Postby Arepo on 2013-08-02T10:41:00

I figured I’d put together a simple (Arabic)number–(Roman)letter correspondence, try to internalise it and see how much it helps with remembering numbers.

Some principles seem worth trying to apply:

a) Use easy-to-remember mappings
b) Have a suitable vowel-consonant balance to maximise the chance of having pronounceable syllables
c) Avoid letters that will sometimes necessarily generate ambiguous sounds

Here’s one possible set of isomorphisms (setting 1 and 7 a counterintuitive way round, because I think an important part of memorisability is that the sequence 0-9 itself be faintly pronounceable):

0123456789
OLZEaSGIBq

(intending to always pronounced ‘z’ as in ‘zoo’, and ‘S’ as in ‘sea’, unless a familiar word crops up that I’m confident I’ll remember better, eg ‘lies’. ‘q’ will be a k sound.

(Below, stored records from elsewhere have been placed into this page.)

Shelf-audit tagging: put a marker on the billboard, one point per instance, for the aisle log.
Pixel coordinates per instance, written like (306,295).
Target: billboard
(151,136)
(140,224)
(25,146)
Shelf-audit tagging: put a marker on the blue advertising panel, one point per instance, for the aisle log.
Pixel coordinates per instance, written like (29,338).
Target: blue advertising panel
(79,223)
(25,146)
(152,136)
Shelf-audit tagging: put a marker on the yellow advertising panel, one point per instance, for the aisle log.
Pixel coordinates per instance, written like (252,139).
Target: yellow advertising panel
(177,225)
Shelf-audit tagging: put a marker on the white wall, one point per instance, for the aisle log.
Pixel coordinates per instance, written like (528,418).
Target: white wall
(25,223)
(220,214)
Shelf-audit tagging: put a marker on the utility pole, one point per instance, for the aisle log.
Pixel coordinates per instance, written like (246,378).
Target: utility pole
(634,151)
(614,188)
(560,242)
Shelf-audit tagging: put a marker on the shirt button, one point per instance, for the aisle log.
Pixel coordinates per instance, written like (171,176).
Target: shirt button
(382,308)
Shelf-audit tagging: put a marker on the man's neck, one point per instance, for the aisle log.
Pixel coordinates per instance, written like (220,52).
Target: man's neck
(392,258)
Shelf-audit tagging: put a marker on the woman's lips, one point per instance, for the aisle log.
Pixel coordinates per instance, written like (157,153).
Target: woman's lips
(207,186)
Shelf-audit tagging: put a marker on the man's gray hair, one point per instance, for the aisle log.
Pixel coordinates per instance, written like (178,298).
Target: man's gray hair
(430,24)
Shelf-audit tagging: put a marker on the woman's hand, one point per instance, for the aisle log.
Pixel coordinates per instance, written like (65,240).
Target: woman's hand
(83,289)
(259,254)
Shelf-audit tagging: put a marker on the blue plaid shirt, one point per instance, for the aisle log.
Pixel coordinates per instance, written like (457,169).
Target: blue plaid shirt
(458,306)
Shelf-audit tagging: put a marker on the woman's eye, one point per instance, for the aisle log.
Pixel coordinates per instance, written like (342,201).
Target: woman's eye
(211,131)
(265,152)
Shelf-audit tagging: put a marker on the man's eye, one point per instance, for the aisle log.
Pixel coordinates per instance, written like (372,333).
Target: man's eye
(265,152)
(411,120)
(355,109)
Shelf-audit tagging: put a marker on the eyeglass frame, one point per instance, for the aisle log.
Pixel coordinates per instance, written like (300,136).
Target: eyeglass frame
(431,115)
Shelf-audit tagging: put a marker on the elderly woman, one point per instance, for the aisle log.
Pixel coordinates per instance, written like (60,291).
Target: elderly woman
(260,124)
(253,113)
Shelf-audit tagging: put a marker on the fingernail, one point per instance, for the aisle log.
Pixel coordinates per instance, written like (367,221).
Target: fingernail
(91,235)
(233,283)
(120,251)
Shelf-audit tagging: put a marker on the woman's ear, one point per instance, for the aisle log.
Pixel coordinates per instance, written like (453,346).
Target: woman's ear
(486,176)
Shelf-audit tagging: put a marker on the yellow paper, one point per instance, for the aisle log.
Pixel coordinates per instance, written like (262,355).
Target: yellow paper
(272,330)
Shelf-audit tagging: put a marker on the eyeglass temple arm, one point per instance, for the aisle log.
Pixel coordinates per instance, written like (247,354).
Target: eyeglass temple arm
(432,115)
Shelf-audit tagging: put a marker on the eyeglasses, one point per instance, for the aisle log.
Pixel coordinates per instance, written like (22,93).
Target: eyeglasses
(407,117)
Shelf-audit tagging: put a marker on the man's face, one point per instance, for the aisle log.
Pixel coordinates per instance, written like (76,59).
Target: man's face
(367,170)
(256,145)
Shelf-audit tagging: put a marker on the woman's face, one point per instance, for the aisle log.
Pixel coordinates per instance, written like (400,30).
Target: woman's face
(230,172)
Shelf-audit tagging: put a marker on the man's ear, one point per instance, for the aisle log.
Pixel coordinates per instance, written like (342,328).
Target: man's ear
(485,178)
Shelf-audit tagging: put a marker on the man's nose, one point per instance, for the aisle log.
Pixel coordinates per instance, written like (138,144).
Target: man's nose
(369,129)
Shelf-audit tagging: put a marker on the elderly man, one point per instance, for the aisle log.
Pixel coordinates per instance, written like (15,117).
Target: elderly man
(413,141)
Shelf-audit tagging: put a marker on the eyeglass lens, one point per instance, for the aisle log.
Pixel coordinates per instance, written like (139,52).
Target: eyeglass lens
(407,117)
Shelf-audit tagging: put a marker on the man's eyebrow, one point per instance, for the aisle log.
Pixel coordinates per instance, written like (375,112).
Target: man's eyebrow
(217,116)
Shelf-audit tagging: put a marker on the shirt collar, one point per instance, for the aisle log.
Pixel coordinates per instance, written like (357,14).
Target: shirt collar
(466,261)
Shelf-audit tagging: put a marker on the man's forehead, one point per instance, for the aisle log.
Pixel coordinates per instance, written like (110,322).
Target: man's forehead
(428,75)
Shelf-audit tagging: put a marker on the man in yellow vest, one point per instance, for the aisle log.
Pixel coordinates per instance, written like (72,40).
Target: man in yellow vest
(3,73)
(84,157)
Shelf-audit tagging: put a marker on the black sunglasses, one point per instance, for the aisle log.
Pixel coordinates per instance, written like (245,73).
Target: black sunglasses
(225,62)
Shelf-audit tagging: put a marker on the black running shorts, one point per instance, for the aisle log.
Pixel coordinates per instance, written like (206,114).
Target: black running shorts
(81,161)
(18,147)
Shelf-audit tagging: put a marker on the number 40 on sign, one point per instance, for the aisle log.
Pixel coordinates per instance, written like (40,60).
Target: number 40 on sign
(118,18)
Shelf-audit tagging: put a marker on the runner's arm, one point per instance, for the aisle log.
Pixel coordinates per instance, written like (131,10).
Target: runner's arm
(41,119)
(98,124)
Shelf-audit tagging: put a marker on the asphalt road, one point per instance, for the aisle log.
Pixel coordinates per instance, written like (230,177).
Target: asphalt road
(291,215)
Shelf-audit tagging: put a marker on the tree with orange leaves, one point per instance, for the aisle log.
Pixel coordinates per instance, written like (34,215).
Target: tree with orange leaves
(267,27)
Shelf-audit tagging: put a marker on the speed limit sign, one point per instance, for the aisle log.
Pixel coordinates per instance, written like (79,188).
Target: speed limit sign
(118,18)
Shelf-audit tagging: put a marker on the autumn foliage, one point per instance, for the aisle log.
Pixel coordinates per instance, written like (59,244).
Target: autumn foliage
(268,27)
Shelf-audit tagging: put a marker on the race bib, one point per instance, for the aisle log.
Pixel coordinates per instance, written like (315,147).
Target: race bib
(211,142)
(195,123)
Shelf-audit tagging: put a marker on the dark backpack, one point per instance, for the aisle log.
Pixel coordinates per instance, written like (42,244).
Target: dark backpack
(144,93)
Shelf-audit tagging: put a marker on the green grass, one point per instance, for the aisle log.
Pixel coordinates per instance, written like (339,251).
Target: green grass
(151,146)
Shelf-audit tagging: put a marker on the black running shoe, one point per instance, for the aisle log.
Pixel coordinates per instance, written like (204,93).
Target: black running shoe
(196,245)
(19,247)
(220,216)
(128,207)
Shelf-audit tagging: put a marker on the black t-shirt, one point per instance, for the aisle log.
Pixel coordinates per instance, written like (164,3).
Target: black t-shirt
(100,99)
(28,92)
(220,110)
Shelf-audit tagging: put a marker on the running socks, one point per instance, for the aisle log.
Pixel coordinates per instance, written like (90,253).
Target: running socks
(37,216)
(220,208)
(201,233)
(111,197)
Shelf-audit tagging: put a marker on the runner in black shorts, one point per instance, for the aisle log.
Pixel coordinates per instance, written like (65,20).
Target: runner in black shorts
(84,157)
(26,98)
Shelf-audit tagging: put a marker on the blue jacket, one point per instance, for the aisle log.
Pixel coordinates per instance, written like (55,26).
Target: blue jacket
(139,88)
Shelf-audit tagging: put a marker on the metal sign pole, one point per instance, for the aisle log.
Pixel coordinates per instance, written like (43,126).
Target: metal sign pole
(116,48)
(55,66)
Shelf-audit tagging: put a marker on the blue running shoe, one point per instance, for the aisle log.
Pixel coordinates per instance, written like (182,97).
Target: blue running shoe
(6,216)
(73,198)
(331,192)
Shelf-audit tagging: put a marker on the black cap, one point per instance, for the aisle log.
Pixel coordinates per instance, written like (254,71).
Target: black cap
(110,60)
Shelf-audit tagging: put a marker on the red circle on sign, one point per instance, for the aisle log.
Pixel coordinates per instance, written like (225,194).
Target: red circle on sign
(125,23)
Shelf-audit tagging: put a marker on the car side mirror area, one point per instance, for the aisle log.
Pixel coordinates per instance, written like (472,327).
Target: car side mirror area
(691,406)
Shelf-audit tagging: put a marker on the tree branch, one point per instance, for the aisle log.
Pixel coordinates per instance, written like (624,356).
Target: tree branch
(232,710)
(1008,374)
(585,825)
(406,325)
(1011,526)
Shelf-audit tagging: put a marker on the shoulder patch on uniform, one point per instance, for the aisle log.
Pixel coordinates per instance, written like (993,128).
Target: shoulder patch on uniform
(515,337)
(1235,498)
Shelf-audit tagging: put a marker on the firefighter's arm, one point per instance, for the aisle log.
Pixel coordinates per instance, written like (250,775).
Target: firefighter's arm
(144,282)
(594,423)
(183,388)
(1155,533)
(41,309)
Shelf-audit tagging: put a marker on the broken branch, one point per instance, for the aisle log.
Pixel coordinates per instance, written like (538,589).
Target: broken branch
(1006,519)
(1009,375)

I’m slightly concerned that I and E might be too similar, but I think with fewer than four vowels you’ll get too many unpronounceable consonant strings, and no letter obviously lends itself to a U).

Can anyone suggest improvements? If not, I’m going to try to internalise this to the point where I mentally pronounce numbers as I read them.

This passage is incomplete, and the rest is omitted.